Известно, какую большую роль среди школьников играет стремление быть как все. Я и многие из моих товарищей были малодушными жертвами этого стремления, служившего главным мотивом всех наших действий. Мы хотели, чтобы сверстники, особенно самые влиятельные из них, прирожденные лидеры, считали нас за своих, а ценности, принятые в нашей среде, по крайней мере до последнего года моего обучения в Аундле, были ценностями антиинтеллектуальными. Нам приходилось притворяться, что мы учимся не так усердно, как на самом деле учились. Врожденные способности были в чести, усердный труд – нет. Со спортивными играми дело обстояло так же. Спортсмены были в любом случае популярнее грамотеев, но особенно популярны были те, кому удавалось преуспеть в спорте, не особенно тренируясь. Почему врожденное ценится больше, чем достигнутое усердным трудом? Разве не должно быть наоборот? Думаю, специалистам по эволюционной психологии есть что сказать по этому вопросу.

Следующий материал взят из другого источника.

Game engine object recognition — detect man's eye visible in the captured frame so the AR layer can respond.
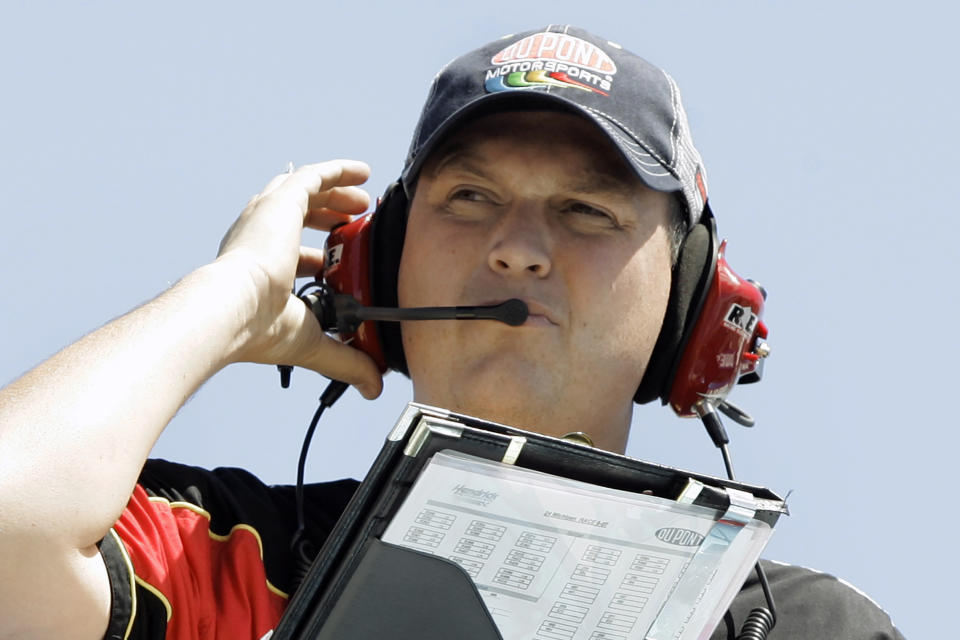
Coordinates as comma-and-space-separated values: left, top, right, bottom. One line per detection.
565, 202, 620, 227
450, 189, 487, 202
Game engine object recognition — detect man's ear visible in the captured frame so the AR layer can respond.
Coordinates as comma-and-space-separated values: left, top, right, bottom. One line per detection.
370, 180, 416, 376
633, 215, 717, 404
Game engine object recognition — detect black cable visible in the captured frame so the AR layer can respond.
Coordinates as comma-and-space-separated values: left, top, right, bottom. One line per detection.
697, 402, 777, 640
720, 444, 733, 480
290, 380, 349, 591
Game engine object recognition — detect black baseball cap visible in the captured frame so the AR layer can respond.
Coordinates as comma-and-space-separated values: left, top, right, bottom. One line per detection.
401, 25, 707, 230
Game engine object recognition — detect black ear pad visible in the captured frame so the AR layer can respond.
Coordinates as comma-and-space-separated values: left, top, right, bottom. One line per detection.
370, 182, 410, 375
633, 215, 717, 404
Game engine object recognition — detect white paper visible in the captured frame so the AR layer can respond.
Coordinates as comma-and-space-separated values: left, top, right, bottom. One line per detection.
383, 452, 771, 640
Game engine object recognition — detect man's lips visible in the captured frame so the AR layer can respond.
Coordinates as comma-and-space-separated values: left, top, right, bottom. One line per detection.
482, 298, 560, 327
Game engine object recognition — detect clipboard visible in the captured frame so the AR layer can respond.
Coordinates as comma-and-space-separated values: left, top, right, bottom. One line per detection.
271, 403, 787, 640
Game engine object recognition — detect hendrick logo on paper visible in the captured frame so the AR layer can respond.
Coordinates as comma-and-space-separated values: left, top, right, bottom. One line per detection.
653, 527, 703, 547
453, 484, 499, 507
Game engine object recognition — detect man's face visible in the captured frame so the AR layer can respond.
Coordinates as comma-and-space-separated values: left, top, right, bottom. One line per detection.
398, 111, 671, 451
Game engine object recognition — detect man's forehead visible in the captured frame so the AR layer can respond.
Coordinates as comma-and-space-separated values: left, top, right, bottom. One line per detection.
423, 110, 646, 192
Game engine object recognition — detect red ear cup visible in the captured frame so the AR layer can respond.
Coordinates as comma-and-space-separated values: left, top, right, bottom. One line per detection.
667, 242, 768, 417
633, 215, 717, 404
323, 214, 387, 373
634, 205, 769, 417
322, 182, 407, 374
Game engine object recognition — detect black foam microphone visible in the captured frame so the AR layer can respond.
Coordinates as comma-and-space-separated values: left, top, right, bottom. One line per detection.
301, 287, 530, 333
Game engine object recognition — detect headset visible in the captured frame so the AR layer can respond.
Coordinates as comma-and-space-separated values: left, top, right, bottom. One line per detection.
308, 182, 777, 640
311, 182, 770, 424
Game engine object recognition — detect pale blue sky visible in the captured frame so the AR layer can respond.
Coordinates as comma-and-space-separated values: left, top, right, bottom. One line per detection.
0, 1, 960, 638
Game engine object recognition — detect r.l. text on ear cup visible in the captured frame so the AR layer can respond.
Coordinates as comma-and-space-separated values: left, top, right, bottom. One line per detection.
633, 214, 717, 404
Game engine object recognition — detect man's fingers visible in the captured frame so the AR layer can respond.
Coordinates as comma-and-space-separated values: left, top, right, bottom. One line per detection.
254, 160, 370, 208
297, 247, 323, 278
307, 186, 370, 215
283, 296, 383, 400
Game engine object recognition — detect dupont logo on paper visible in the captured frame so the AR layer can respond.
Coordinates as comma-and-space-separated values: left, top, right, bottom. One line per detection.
653, 527, 703, 547
453, 484, 499, 507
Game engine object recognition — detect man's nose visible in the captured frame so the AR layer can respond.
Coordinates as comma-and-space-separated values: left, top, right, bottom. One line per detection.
487, 206, 552, 278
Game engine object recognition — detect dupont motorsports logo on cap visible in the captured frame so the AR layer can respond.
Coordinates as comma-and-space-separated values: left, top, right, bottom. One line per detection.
484, 33, 617, 96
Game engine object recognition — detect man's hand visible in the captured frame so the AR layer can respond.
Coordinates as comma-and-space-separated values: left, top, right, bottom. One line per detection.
0, 161, 382, 639
217, 160, 382, 398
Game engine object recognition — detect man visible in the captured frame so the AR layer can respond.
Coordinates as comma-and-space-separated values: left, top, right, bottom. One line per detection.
0, 27, 899, 638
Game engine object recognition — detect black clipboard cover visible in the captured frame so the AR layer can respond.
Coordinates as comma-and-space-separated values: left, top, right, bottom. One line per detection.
271, 403, 788, 640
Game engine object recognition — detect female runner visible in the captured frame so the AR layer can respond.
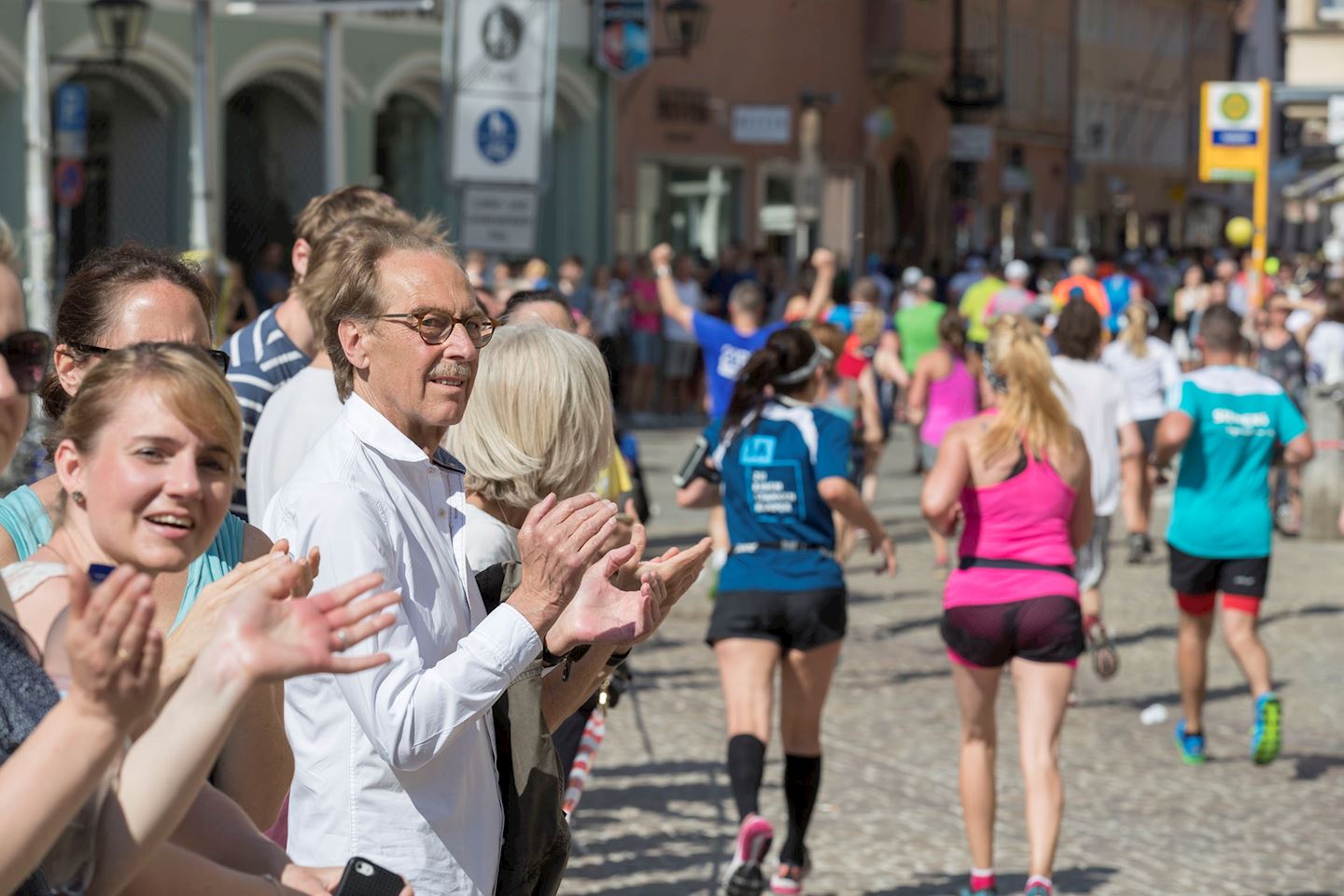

Но сколько упущенных возможностей! В Аундле работало так много интересных клубов и кружков, в любой из которых я мог бы вступить с пользой для своего развития! У нас была обсерватория с телескопом (возможно, подарком одного из выпускников), но я и близко к ней не подходил. Почему? Теперь я был бы в восторге от такого шанса – изучать звезды под руководством компетентного астронома с помощью настоящего телескопа, который не нужно самому устанавливать. Я иногда думаю, что возможности школы впустую тратятся на подростков. Быть может, увлеченным учителям, которым приходится метать бисер перед поросятами, следует предоставлять возможность учить людей достаточно взрослых, чтобы оценить красоту этого бисера?
Самой серьезной упущенной возможностью за годы моего обучения в Аундле были мастерские, ради которых, собственно, мой отец и отправил меня в эту школу. Здесь была не только моя вина. Уникальное нововведение Сэндерсона – обязательная неделя в мастерских – по-прежнему оставалось в силе, а сами мастерские были великолепно оснащены. Мы учились работать на токарных, фрезерных и других продвинутых станках, с которыми едва ли столкнулись бы за стенами школы. Но мы не учились как раз тому, что так хорошо давалось отцу: изобретать, проектировать, находить временные решения, справляться с возникавшими проблемами, делать нужные вещи на скорую руку из подручных предметов (в его случае – в основном из старых грязных железяк и красного сноповязального шпагата).
Первым нашим делом в школьных мастерских было изготовление рейсмуса. Никто нам даже не объяснил, что это такое. Мы просто старались в точности повторять все, что нам показывали инструкторы. Вначале мы делали деревянную модель того металлического предмета, который нужно было изготовить. Затем приносили ее в литейную мастерскую и готовили на ее основе литейную форму в очень плотно утрамбованном песке. После этого надевали защитные очки и ассистировали при заливке в форму расплавленного алюминия из докрасна раскаленного тигля. Дальше мы извлекали полученную металлическую заготовку из песка и несли ее в мастерскую металлообработки, где шлифовали заготовку, сверлили и дорабатывали. После этого мы забирали себе полученный рейсмус, по-прежнему не имея ни малейшего представления о том, что это такое, и ни разу не проявив ни инициативы, ни смекалки. Мы были все равно что фабричные рабочие на серийном производстве.
Отчасти проблема заключалась, видимо, в том, что наши инструкторы были не учителями, а (насколько я понимаю) нанятыми школой мастерами, действительно работавшими в фабричных цехах. Они не помогали нам развивать общие навыки, а “затачивали” на изготовление конкретных вещей. Я снова столкнулся с этой проблемой, когда брал уроки вождения в городе Банбери. Меня учили давать задний ход при огибании одного конкретного угла, который оказался любимым углом проверявшего данный навык экзаменатора: “Дождитесь, пока вон тот фонарный столб будет на уровне заднего окна, а затем резко развернитесь вокруг него”.
Единственным исключением среди инструкторов, с которыми я занимался в школьных мастерских, единственным, кто хотя бы отчасти поддерживал традиции Сэндерсона, был кузнец-пенсионер, старичок в очках, заправлявший маленькой кузницей, располагавшейся в углу мастерской металлообработки. Я сбегал с “фабрики” и работал подмастерьем у этого милого старичка. Он учил меня ремеслу кузнеца, а также газовой сварке, и у моей мамы до сих пор сохранилась стоящая на витой подставке кочерга, которую я сделал под его руководством. Но даже у этого старого кузнеца я делал в основном только то, что мне велели, не особенно упражняясь в творческой изобретательности.